The Unite union said other countries had exempted key areas from the deal, but pointed out that David Cameron has not done this for the NHS, despite legal advice that showed that TTIP posed a “real and serious risk to the NHS”.
“The amendment gives MPs a unique opportunity to neutralise the NHS as an EU referendum issue and to protect our health service from irreversible privatisation,” said Unite’s assistant general secretary, Gail Cartmail.
Meanwhile in the Commons, the Conservative MP William Wragg insisted his party must not be “blind” to the potential for a US-EU trade deal to privatise the NHS.

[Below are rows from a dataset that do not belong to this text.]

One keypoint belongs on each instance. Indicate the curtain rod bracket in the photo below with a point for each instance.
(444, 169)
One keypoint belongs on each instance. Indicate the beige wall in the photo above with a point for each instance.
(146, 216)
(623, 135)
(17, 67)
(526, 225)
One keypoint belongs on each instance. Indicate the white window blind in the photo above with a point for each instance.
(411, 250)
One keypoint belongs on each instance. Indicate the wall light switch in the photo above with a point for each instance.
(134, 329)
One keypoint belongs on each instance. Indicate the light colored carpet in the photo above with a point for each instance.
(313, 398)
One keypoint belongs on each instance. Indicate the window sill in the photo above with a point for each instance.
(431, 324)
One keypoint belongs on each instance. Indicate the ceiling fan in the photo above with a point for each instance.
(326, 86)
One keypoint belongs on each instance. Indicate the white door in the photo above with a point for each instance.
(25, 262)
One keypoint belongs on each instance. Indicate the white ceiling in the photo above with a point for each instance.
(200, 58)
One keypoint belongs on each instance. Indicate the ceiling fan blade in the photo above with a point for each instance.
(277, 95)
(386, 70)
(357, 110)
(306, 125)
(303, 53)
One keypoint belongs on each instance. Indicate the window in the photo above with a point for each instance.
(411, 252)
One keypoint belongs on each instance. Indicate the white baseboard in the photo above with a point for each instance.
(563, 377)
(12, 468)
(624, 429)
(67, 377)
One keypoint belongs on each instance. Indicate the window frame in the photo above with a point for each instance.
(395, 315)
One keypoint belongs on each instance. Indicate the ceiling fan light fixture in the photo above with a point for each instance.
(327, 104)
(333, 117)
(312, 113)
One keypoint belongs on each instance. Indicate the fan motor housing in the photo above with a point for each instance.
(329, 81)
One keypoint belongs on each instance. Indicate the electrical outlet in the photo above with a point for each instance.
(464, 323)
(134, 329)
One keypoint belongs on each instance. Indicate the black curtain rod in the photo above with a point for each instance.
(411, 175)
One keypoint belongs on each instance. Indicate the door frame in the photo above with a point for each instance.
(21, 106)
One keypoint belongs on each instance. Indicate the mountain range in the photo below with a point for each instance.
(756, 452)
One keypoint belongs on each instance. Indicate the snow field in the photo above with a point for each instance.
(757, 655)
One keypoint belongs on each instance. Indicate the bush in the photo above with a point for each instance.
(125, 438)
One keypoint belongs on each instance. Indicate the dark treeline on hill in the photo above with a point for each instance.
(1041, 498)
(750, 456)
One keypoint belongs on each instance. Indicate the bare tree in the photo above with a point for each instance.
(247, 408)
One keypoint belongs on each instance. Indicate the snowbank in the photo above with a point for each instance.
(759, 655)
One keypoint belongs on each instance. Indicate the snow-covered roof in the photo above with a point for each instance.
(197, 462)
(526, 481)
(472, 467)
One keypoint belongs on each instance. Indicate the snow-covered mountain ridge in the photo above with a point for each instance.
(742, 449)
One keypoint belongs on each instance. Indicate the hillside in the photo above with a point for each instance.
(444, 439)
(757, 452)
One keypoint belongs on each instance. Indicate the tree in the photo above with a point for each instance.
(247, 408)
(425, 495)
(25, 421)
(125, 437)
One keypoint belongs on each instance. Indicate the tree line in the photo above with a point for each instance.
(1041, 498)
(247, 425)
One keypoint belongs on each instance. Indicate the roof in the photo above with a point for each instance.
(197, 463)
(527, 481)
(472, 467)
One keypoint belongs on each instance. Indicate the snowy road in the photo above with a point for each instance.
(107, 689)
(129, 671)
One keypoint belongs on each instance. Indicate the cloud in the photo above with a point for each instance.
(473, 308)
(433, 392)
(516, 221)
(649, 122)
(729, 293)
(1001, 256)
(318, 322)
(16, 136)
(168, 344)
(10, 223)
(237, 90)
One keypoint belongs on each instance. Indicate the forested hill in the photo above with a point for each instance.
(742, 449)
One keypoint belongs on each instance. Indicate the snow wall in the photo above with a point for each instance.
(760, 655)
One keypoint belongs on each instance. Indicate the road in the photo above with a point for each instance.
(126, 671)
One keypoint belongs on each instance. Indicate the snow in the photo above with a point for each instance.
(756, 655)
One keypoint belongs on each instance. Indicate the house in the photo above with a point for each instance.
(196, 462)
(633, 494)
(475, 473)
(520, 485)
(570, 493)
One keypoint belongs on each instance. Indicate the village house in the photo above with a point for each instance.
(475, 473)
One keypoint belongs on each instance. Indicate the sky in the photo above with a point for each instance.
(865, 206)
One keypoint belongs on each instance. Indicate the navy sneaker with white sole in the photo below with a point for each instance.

Speaking during the second day of the Queen's Speech debate, Mr Wragg said the “simplest and surest” way to protect the NHS from “forced privatisation” and other costs is for the UK to leave the EU.

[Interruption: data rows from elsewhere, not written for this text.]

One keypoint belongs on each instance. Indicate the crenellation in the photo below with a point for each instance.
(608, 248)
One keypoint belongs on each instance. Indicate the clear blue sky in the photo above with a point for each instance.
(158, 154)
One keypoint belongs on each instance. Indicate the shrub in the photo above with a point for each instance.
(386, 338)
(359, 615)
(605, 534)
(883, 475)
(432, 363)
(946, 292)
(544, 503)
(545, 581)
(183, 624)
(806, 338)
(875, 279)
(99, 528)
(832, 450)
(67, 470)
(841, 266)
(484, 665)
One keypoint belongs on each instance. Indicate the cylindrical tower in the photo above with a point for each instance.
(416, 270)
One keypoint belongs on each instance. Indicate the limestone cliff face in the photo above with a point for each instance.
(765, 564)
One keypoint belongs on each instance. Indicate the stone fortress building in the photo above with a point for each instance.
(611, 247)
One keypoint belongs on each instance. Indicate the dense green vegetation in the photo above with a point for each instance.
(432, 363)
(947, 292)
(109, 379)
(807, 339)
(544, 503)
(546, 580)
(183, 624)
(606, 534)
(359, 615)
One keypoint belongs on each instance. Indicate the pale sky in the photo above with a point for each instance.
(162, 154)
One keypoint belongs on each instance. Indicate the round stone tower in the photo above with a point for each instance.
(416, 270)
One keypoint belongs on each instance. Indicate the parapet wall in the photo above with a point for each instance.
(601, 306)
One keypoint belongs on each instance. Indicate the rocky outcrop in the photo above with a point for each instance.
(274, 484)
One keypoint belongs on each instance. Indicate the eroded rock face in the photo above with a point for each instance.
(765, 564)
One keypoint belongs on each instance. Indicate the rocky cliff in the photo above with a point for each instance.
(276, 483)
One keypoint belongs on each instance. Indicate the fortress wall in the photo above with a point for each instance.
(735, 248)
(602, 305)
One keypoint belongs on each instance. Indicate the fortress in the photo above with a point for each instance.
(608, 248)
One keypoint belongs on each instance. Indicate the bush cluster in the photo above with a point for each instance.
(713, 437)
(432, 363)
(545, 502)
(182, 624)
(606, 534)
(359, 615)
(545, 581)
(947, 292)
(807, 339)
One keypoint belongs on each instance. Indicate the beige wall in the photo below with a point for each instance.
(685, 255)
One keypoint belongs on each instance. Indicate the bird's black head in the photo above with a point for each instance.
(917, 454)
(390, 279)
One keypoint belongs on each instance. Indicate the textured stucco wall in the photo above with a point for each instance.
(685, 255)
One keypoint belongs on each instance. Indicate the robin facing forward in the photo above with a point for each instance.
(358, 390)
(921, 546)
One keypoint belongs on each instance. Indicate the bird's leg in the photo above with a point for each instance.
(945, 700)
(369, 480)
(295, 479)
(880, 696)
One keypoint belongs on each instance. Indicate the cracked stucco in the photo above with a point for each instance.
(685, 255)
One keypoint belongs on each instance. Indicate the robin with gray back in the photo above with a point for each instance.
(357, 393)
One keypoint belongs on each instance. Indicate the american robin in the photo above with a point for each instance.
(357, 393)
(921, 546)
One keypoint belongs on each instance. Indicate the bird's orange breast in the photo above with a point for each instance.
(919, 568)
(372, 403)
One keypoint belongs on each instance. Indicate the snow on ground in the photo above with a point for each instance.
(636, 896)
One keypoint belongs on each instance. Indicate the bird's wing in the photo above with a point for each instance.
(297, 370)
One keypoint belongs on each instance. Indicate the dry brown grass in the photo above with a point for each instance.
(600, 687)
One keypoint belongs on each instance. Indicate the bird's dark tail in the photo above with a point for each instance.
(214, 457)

“TTIP could in effect force a partial privatisation of the NHS and there could be nothing for the UK Government or, worse, the British people to do about it were we to stay as a member of the European Union,” he said.
“And we on these benches must not be blind to the issue and leave it to other parties to make the case.”
War on Want executive director, said: “On TTIP and the NHS, the Government is trying to bamboozle us. The dangers of TTIP go far beyond the health service - only by stopping this grizzly deal altogether will we escape the threats it poses to democracy, society and the environment.”